A few years later, at a celebration for Mexican Independence Day, Sergio’s band ended up playing a song while Antonio Huerta, the outreach manager for the University of Oregon’s Opportunities Program, performed as a charro, a traditional Mexican cowboy doing rope tricks. The two met again when Huerta went to Willamette High School to do a presentation for the Opportunities Program, a UO program for under-represented students and parents.
“Sergio is a special student,” Huerta says. “I’d heard about him long before I met him. He’s going to be a huge asset for our institution.”
Coming full circle
As high school wound down, Sergio was focused on college. But he still had a couple questions about the formalities of the process. For answers, he turned to Jill Torres, then a UO graduate student who had long been active with several programs, including Ganas, a middle school outreach program through the UO’s MEChA group. Torres was also on the staff of the Opportunities Program.

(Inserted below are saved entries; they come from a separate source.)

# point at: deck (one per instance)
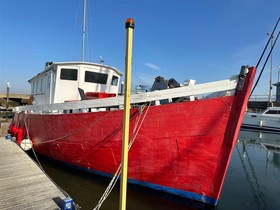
(23, 185)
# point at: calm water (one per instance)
(252, 181)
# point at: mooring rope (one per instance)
(118, 172)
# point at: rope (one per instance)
(118, 172)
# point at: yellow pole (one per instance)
(129, 25)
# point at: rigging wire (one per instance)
(265, 63)
(271, 36)
(118, 172)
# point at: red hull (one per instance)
(183, 148)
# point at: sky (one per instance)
(204, 40)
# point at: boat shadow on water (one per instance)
(87, 188)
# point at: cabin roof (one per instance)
(48, 68)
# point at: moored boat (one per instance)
(268, 120)
(182, 136)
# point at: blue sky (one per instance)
(205, 40)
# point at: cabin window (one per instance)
(69, 74)
(272, 112)
(94, 77)
(114, 81)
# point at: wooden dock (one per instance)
(23, 185)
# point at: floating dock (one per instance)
(23, 185)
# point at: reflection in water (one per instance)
(252, 181)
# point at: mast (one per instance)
(84, 32)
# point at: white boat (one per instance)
(268, 120)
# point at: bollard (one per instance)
(67, 203)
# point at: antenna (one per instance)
(84, 31)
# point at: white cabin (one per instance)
(60, 82)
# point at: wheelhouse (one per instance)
(62, 82)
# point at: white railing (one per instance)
(262, 98)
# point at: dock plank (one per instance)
(23, 185)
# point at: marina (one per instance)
(23, 185)
(252, 181)
(174, 145)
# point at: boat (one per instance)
(181, 136)
(182, 144)
(267, 121)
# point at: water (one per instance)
(252, 181)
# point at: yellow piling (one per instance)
(129, 25)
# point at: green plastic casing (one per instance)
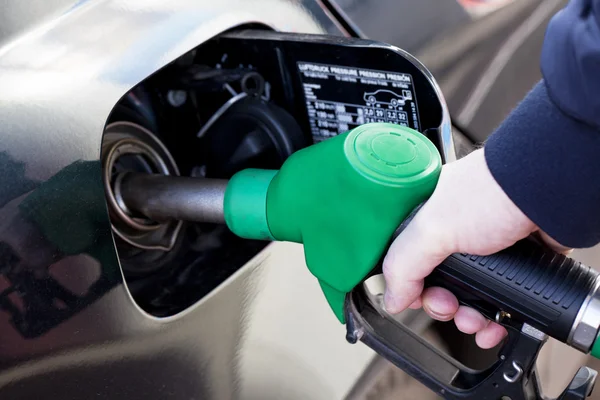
(343, 198)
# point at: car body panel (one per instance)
(59, 79)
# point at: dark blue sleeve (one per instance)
(546, 154)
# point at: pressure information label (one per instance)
(340, 98)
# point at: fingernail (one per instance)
(390, 303)
(436, 315)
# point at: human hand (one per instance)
(467, 213)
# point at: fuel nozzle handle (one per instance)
(345, 197)
(528, 283)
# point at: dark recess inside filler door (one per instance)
(246, 99)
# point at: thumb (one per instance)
(411, 257)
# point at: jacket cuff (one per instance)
(549, 165)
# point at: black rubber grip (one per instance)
(531, 283)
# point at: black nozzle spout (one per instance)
(162, 197)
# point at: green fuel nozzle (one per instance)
(342, 198)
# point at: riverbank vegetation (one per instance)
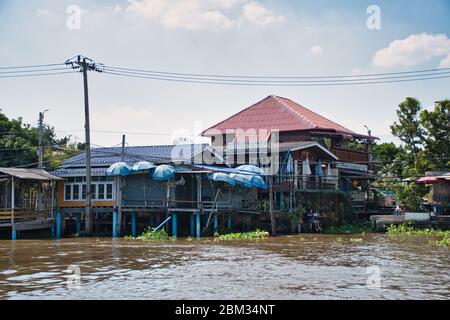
(151, 235)
(258, 234)
(354, 227)
(443, 236)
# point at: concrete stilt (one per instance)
(58, 224)
(192, 221)
(174, 225)
(216, 223)
(134, 224)
(78, 222)
(199, 226)
(114, 223)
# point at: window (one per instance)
(75, 189)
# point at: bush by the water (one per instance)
(354, 227)
(407, 229)
(151, 234)
(258, 234)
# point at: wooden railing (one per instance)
(350, 155)
(22, 215)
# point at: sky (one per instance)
(233, 37)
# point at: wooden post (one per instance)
(272, 215)
(134, 224)
(199, 226)
(174, 225)
(114, 223)
(58, 224)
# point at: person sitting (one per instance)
(316, 218)
(310, 219)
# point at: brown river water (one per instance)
(373, 266)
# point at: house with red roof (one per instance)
(313, 152)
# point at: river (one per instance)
(372, 266)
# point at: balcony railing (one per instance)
(351, 155)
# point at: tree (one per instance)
(19, 144)
(437, 138)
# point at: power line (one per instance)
(272, 77)
(278, 84)
(252, 80)
(33, 66)
(37, 74)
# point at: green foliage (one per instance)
(354, 227)
(258, 234)
(386, 152)
(407, 229)
(150, 234)
(19, 144)
(425, 137)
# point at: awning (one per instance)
(29, 174)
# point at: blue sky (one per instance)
(253, 37)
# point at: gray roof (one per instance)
(29, 174)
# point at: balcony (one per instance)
(351, 155)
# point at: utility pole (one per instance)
(272, 215)
(85, 65)
(120, 188)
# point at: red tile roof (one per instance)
(278, 113)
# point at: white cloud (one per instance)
(43, 12)
(258, 14)
(202, 14)
(316, 50)
(445, 63)
(413, 50)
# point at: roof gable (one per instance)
(277, 113)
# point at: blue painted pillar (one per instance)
(115, 220)
(216, 223)
(199, 226)
(174, 225)
(58, 224)
(192, 225)
(78, 223)
(134, 224)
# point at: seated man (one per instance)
(316, 218)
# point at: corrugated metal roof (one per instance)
(159, 153)
(278, 113)
(29, 174)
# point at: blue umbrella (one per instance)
(163, 172)
(243, 180)
(119, 169)
(223, 177)
(143, 165)
(250, 168)
(258, 182)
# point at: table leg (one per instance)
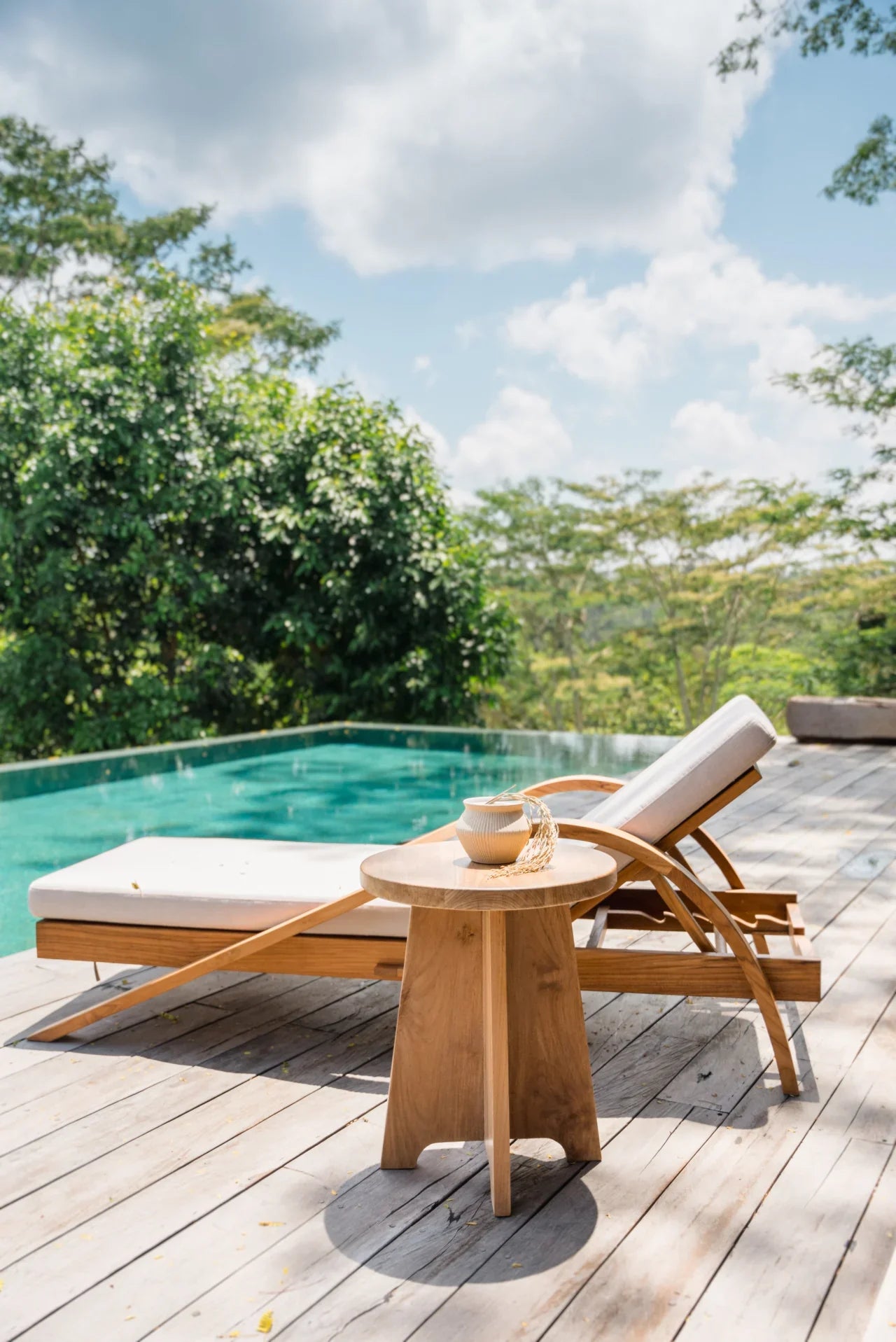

She had even given Sergio’s younger sister dance lessons. After talking with him at dance practices, Torres sensed his curiosity. She took him on a tour of campus, introducing him around and making sure he applied for the Diversity Excellence Scholarship.
“I give tours a lot to students I know,” Torres says. “But it is really wonderful to see it come full circle and to know Sergio will be here.”
Paving the way
Starting at the UO will bring a new set of challenges. But Sergio’s also issuing one his own to his younger siblings.
“I’m paving the path,” he says. “They have to do as well as I have or better.”